Loglines about 20 min delayed

Hello everybody!

I have loki setup with 6 instances (3 x target:read, 3x target:write) in a kubernetes cluster. I have fluent-bit sending service logs to loki. Data is stored in a minio cluster. Grafana, loki and minio are all part of the same k8s cluster, logshipping happens from the same cluster and an additional cluster.

My current problem is, that those logs appearing with a 20 minute delay in the grafana ui. It’s not a problem with timestamps. I also don’t have any error messages from fluent-bit or the loki ingestors.

it’s simply that when I query logs in the grafana ui, only logs about 20 minutes old (and older) are shown.

My guess would be, that the membership ring isn’t working properly and grafana shows only logs, that are allready persisted. But I can’t find a way to debug this.

Hints or tips would be much appreciated!

regards
sebastian

  1. What do you see if you curl the /ring endpoint for both reader and writer?

  2. Try to get into one of the reader container and see if you can hit one of the writer, and vice versa.

  3. Check your configuration for query_ingesters_within.

Hey Tony,
sorry for the delay and thanks for your support.

I do see all 6 instances (3x read plus 3x write):

Well, I can successfully ping read and write instances, which means DNS and service config should be fine.

I can’t actually wget loki-write/ring which might be a hint, I’ll check on this and come back with additional information (I had no other tool then wget at hand within the loki-read container).

I’m using the default value of query_ingesters_within (3h) and I think, that option can’t be a problem, as it borders of queries to the ingester that are older then this value. This is working fine, I can see “old” loglines, I fail to see the most recent ones. I do understand your question, as very low values, like 1m, would be an explanation for the behaviour I’m experiencing.

One additional information, which might interfere here: Allthough the instances are named “loki-read-X”, they are running with target=all, because I can’t connect my grafana to the read instances, when starting them with target=read. (I opened an issue here ) It does work, when starting them with target=all.

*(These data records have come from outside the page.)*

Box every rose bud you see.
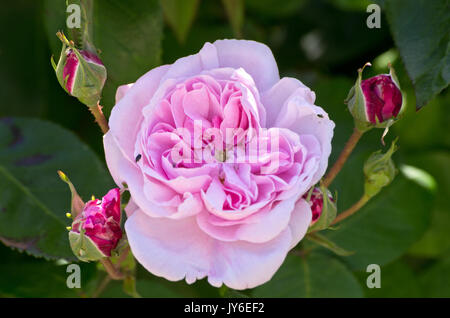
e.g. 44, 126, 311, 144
363, 140, 397, 198
69, 188, 122, 261
346, 64, 403, 131
305, 188, 337, 232
52, 32, 106, 107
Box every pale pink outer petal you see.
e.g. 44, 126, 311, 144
125, 204, 311, 290
197, 196, 297, 243
162, 42, 219, 81
213, 40, 280, 93
274, 87, 335, 186
107, 65, 169, 161
261, 77, 305, 128
103, 130, 170, 216
116, 83, 134, 104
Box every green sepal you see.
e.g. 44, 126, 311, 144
345, 63, 375, 132
123, 275, 142, 298
363, 139, 398, 198
58, 170, 84, 217
52, 32, 107, 107
308, 186, 337, 233
69, 224, 108, 262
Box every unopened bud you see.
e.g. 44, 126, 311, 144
346, 64, 403, 131
52, 32, 106, 107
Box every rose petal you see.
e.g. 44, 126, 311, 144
213, 40, 280, 92
125, 210, 298, 289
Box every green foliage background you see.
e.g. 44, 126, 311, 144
0, 0, 450, 297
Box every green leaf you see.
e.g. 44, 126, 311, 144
306, 233, 354, 256
385, 0, 450, 108
327, 166, 434, 270
419, 257, 450, 297
0, 118, 111, 259
245, 0, 306, 18
0, 245, 97, 297
252, 253, 362, 298
101, 280, 182, 298
159, 0, 199, 43
407, 152, 450, 257
358, 260, 421, 298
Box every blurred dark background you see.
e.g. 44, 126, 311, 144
0, 0, 450, 297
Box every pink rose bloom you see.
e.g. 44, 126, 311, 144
104, 40, 334, 289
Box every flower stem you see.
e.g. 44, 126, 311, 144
100, 258, 125, 280
322, 128, 363, 188
92, 275, 111, 298
89, 103, 109, 134
330, 195, 370, 225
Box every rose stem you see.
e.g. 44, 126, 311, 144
330, 195, 370, 225
92, 246, 130, 298
92, 275, 111, 298
322, 128, 363, 188
89, 103, 109, 134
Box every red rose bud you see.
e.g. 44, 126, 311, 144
304, 188, 337, 232
363, 140, 397, 198
361, 74, 402, 124
346, 64, 403, 131
52, 33, 106, 107
69, 188, 122, 261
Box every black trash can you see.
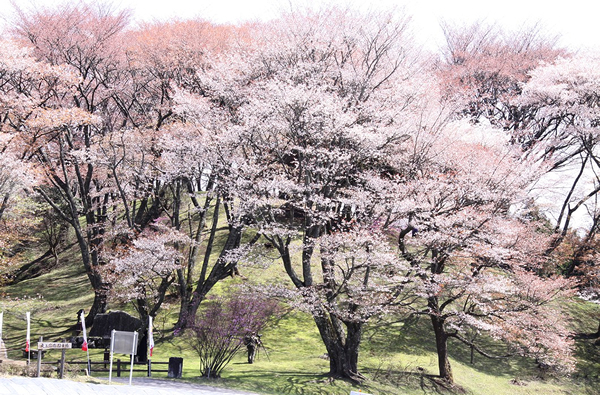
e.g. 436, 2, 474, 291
167, 357, 183, 379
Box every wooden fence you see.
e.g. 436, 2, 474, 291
42, 359, 169, 377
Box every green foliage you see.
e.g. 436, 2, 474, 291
0, 243, 600, 395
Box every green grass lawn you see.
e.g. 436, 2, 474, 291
0, 244, 600, 395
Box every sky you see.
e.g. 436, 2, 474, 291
0, 0, 600, 50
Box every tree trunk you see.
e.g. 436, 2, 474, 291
430, 314, 454, 383
85, 287, 108, 328
313, 314, 364, 383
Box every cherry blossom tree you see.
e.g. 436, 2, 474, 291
395, 123, 573, 382
103, 223, 190, 322
7, 3, 134, 324
176, 6, 420, 381
439, 21, 567, 129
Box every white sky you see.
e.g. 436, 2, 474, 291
0, 0, 600, 49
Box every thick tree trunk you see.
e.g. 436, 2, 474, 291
313, 314, 364, 383
85, 287, 108, 328
431, 315, 454, 383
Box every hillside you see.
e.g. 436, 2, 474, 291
0, 244, 600, 395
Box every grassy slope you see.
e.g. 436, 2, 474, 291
0, 243, 600, 395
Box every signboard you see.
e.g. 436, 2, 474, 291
38, 342, 71, 350
108, 329, 138, 385
112, 331, 137, 355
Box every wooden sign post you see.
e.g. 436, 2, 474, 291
37, 337, 71, 379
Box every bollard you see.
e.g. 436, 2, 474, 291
167, 357, 183, 379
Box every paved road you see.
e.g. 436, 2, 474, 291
0, 377, 256, 395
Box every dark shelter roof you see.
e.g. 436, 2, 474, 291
90, 311, 142, 338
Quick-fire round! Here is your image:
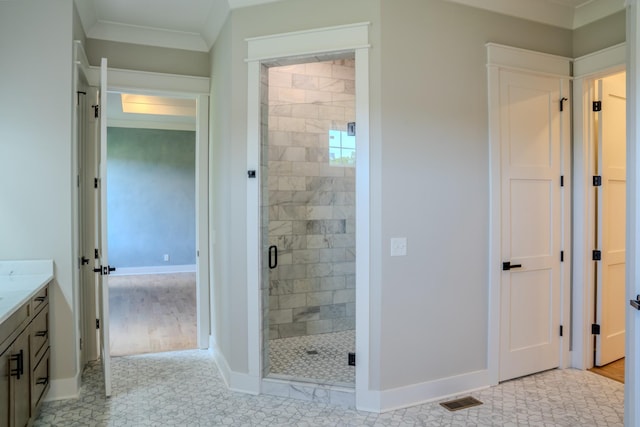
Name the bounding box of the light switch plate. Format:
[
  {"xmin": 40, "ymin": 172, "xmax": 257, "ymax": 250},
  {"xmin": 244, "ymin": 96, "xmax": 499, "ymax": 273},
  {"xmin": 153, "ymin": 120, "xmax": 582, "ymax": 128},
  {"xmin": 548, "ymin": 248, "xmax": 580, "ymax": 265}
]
[{"xmin": 391, "ymin": 237, "xmax": 407, "ymax": 256}]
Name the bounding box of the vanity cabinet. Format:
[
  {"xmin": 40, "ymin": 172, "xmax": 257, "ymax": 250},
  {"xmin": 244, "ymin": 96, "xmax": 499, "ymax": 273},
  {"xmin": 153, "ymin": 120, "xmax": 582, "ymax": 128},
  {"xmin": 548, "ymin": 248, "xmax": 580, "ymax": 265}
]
[{"xmin": 0, "ymin": 286, "xmax": 49, "ymax": 427}]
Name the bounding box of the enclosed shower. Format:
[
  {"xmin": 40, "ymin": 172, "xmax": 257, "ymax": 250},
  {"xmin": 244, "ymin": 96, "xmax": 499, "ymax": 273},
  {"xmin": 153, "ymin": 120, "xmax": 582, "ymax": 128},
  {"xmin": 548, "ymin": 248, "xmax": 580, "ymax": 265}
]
[{"xmin": 261, "ymin": 56, "xmax": 356, "ymax": 386}]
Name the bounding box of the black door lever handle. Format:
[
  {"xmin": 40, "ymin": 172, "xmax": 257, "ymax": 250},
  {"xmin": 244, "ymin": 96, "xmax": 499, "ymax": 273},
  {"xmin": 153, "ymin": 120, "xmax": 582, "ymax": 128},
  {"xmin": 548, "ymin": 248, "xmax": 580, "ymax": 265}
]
[
  {"xmin": 269, "ymin": 245, "xmax": 278, "ymax": 269},
  {"xmin": 502, "ymin": 261, "xmax": 522, "ymax": 271}
]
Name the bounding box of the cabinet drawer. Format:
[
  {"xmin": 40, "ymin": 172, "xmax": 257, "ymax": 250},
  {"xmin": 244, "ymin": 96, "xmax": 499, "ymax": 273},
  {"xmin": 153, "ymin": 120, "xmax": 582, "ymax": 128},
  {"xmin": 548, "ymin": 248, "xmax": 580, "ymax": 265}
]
[
  {"xmin": 31, "ymin": 285, "xmax": 49, "ymax": 315},
  {"xmin": 0, "ymin": 304, "xmax": 29, "ymax": 353},
  {"xmin": 29, "ymin": 304, "xmax": 49, "ymax": 366},
  {"xmin": 31, "ymin": 347, "xmax": 49, "ymax": 414}
]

I’ll dig into 2) and come back later.

regards
sebastian

One more question: Could it be possible, that I don’t see younger logs, because of some kind of backpressure?

I mean, maybe the write-path isn’t able to stay on time with ingesting the loglines.

Okay, I ran another test:

I went back to a monolithic deployement, which just works fine. No delay whatsoever! What did I do?

  • I used the same statefulset, but with target=all and replicas:1
  • switched ring: config to inmemory
  • bound the write-path-ingress to this single instance (i.e I have still 2 distinct ingressroutes)

I ran more tests:

  • I can scale to 3 (and possibly beyond that) target=all instances and everything’s fine
  • As soon as I introduce a seperate target=write instance, things go wonky

From this I gather, that (as someone allready mentioned someplace else) read instances and write instances are somehow not communicating correctly with each other. Or am I mislead?

Does that help the initiated grafana folks?

So, your problem is with mixing scalable deployment with monolithic deployment. When you do a /ring on writer you should see three members only.

This also hinted at the problem. Because you can see old logs but not new logs, it implies any communication from reader to writer due to query_ingesters_within configuration is not working. This is also why when you did monolithic mode it’s working, because you weren’t running into communication issue anymore.

I would recommend you to re-run the scalable deployment, and see if you can figure out why you can’t connect from reader to writer (ping isn’t good enough, use telnet).

I also did read the issue you posted, I suspect it’s most likely a configuration issue, we used to directly connect from grafana to querier without going through frontend and I did not remember having that problem, I will have to test the helm chart, however, since we don’t actually use the helm chart for our deployment.

By this you mean if I call on /ring I should only see read instances XOR write instances? I was under the assumption, that there should be only one ring, where all services communicate and synchronize on short term things? If I do understand you right, you say there’s actually 2 rings, one for the read instances and one for the write instances?

Interesting. I’m also not using the helm charts, but I used the “result” of the helm chart creation command to modell the deployment. Okay, I’ll backpedal and check everything twice and again, now.

Thanks a lot
sebastian

Actually no. The reader has no ring membership at all (as far as I know). When you query /ring, whether you are doing that against reader or writer, all you should get is the writers. The distribution of read traffic is facilitated by Query Frontends.

The reason you saw three “readers” in your screenshot was because they were actually configured to be writers as well (because of -target=all).

1 Like

Hey all!

I finally got everything working. The really good hint was, figuring out my k8s services so write and read instances work as they are expected.

So I marked that reply as a solution.

I have a working deployment and will figure out all the rest now.

@tonyswumac many thanks for your support!

cheers
Sebastian

1 Like